İç borç faizleri o derece yükselmiştir ki, koalisyon
hükümetleri dış borç faizlerini nispi olarak daha
düşük gördüklerinden, bulabildikleri takdirde dünya
piyasasına dış borç alarak iç borçlarını karşılamaya
çalışmışlardır. Böylece hem iç hem de dış borçlar
kümülatif olarak artmıştır.
Milletlerarası finans çevreleri Türkiye'deki bu
çarpık finansal yapıyı görünce büyük bir iştiyakla
bu piyasaya girmişlerdir. Türkiye'ye getirdikleri
(taze parayı) dövizi TL'ye çevirerek devlet tahvili
almışlar, bu varlıkları yüksek faizlerle
katlamışlar, ellerinde fazla fon biriktiği zaman
bunları menkul kıymetler borsasında ayrıca
değerlendirmeye çalışmışlardır. Böylece
milletlerarası finans çevreleri bir yandan
Cumhuriyet dönemi boyunca Üç çeyrek asırda yapılmış
yatırımları, TL çok değer kaybettiği için döviz
olarak düşük bedellerle satın almışlar bir yandan da
bunların spekülatif alım ve satımlarıyla büyük
karlar sağlanmıştır. Bu işlem öyle tatlı kar
sağlayan bir mekanizma haline gelmiştir ki,
milletlerarası finans piyasasında %3-%10 arasında
dolaşan faiz gelirine karşı Türkiye'de % 25 ila %40
arasında reel faiz geliri sağlamışlardır. Bazı
yıllarda Türkiye'ye getirilen her $ 100 net $ 40 la
yani $ 140 olarak dışarı çıkmıştır. Sağlanan bu
gelirler Üstelik büyük ölçüde veya tamamen vergiden
muaf tutulmuştur. Sonuçta menkul kıymetler
borsasındaki varlıkların % 60' dan fazlası yabancı
finansörlerin kontrolüne geçmiştir. Bunların içinde
Soros gibi bazı milletlerarası spekülatörler azınlık
hissesine sahip oldukları şirketlere tesir edebilmek
için mevzuatın değiştirilmesi yolundaki çalışmalara
dahi girişmişlerdir.
Vaktiyle böyle çarpık iktisadi gelişmeler,
demokratik sistemde dördüncü güç olarak adlandırılan
medya tarafından tahlil ve tenkit edilerek milletin
gözÜ açılır; parlamento, hükümetler ve bürokrasi
harekete geçirilerek hataların düzeltilmesi
cihetine gidilir ve dengeler sağlanırdı
Fakat son 20 yıl içinde bu çarpık finansal yapıyı
gören müteşebbisler medyanın bu işlevin süresindeki
önemini idrak etmiş olduklarından medya sektörünü
ele geçirerek bu yağmaya onlar da katılmışlardır.

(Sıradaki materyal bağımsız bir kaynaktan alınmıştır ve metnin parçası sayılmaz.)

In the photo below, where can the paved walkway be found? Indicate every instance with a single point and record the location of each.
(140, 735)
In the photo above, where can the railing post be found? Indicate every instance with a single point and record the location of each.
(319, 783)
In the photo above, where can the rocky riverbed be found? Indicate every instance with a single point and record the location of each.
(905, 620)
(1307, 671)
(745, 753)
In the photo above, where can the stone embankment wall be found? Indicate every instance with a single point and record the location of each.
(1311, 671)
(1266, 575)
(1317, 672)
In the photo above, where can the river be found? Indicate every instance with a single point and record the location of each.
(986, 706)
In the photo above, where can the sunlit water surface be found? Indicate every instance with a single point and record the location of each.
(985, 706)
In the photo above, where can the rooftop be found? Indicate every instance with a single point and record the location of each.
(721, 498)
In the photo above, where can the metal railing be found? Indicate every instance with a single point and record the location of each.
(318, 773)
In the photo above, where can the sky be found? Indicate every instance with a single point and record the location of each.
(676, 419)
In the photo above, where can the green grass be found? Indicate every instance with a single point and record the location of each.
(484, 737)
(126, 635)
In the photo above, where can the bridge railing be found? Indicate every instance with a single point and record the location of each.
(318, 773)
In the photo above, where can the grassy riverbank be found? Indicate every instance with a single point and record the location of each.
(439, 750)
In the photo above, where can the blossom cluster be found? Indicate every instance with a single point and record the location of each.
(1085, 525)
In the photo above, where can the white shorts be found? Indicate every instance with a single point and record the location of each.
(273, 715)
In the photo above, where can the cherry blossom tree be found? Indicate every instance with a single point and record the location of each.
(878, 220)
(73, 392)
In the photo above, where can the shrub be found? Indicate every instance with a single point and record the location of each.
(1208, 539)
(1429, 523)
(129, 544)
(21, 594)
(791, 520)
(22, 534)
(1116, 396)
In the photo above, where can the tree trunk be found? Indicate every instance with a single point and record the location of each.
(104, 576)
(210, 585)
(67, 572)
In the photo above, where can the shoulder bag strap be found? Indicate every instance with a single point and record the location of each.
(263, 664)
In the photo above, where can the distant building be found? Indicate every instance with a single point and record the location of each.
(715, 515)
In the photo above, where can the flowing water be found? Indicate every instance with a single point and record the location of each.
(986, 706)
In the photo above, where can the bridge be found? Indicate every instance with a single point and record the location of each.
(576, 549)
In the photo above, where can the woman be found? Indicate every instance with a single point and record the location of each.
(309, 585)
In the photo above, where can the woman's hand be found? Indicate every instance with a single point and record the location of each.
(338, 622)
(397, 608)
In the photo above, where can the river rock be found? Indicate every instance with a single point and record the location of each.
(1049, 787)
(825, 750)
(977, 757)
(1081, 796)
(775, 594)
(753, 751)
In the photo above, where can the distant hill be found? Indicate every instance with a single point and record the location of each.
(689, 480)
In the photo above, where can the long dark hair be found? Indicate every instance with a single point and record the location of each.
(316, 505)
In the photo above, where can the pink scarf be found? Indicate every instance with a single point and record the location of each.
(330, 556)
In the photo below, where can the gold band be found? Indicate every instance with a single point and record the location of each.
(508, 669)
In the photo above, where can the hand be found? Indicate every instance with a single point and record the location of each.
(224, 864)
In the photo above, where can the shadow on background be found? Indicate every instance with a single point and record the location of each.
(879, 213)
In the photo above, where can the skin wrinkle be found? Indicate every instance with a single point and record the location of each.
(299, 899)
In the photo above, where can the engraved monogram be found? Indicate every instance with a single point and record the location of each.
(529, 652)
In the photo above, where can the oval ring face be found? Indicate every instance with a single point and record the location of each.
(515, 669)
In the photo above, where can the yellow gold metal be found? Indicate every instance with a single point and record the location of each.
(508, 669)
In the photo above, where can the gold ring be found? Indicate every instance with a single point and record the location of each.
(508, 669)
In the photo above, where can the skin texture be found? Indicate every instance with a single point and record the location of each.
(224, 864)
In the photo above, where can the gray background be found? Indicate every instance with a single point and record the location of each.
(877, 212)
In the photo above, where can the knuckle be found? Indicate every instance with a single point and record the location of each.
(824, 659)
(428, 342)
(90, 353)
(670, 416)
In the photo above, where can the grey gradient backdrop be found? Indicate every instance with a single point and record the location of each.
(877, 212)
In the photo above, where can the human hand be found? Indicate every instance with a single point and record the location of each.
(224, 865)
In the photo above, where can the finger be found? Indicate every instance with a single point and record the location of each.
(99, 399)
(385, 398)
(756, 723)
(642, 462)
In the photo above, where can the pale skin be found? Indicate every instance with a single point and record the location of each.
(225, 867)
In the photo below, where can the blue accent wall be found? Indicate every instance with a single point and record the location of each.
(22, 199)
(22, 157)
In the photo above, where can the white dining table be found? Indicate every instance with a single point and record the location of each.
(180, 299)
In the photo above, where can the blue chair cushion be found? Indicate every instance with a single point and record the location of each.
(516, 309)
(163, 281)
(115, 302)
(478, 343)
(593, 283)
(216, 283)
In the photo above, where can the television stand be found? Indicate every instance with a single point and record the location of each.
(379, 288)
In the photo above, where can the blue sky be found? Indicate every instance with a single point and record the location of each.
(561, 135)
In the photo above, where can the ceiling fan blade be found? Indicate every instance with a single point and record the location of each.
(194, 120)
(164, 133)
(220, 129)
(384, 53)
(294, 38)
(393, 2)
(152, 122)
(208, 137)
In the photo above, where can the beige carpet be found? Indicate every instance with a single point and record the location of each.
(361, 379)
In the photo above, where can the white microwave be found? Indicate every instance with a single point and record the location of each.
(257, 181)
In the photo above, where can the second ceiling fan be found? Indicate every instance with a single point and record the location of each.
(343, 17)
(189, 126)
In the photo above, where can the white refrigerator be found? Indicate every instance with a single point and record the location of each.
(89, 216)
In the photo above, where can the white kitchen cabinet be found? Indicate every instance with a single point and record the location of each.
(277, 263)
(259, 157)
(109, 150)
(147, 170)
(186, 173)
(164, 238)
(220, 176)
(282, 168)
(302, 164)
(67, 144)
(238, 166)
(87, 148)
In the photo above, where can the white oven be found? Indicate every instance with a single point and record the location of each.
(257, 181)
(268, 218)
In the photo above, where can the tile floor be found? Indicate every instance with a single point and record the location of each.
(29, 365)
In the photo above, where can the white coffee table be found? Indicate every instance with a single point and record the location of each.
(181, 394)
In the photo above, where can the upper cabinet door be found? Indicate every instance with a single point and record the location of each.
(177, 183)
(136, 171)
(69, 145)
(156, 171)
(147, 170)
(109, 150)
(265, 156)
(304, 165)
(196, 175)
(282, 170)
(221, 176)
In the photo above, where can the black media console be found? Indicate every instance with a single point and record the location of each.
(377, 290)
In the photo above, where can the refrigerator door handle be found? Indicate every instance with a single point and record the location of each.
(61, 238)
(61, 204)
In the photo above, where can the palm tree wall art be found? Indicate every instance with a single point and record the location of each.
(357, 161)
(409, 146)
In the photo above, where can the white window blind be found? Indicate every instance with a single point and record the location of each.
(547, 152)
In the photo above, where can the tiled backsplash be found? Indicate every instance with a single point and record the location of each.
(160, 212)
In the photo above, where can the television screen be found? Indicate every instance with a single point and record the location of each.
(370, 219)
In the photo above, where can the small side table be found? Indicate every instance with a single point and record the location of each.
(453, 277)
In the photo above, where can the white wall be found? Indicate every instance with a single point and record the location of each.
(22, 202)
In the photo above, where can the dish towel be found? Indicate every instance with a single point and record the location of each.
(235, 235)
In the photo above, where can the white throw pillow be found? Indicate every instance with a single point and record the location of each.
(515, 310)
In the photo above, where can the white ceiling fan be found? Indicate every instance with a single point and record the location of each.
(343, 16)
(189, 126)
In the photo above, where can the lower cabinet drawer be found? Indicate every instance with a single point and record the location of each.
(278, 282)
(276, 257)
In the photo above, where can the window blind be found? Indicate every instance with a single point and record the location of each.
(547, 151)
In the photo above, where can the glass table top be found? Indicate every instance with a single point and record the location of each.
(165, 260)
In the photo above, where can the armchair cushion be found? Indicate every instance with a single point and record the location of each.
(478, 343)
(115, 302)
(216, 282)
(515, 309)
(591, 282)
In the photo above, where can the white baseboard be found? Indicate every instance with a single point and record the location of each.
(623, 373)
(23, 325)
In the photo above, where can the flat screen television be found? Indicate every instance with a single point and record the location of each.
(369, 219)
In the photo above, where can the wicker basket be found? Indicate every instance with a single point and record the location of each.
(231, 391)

Bir yandan ellerindeki gazete, radyo ve TV'leri
korkunç bir propaganda silahı olarak kullanmak
suretiyle gerektiğinde şantaj yoluyla da olsa
koalisyon hükümetlerinden kredi, vergi muafiyeti
veya ihale almak suretiyle büyük gelirler sağlamaya
başlamışlardır. İktisadi güçleri arttıkça, medya bu
silahını siyasi sahaya da intikal ettirmiş,
seçimlerin ve hükümetlerin oluşmasını kendi
menfaatlerine uygun yöne kanalize etmeye
çalışmışlardır. Böylece meşhur deyimiyle "medya
baronları" vaka sı ortaya çıkmıştır. "Medya
baronları" bir yandan ellerindeki basın, radyo ve
televizyon gücünü dördüncü kuvvet sayılan ve bir
nevi kamu görevi olarak addedilen sahada
kullanırken diğer yandan bir tüccar olarak
(mevzuatın muhalefetine rağmen) enerji dağıtımının
özelleştirilmesi ihalelerine girerek bankalar satın
alıp ortak olarak, menkul kıymetler borsasına
girerek bu çarpık ekonomideki yağmadan paylarını
arttırmaya çalışmışlardır. Diğer yandan kendilerine
uygun mevzuatın çıkarılması için siyasi yapıyı
etkilemeye, RTÜK kanununu kendilerine uygun hale
getirmek için siyasi baskı kurmaya çalışmışlardır.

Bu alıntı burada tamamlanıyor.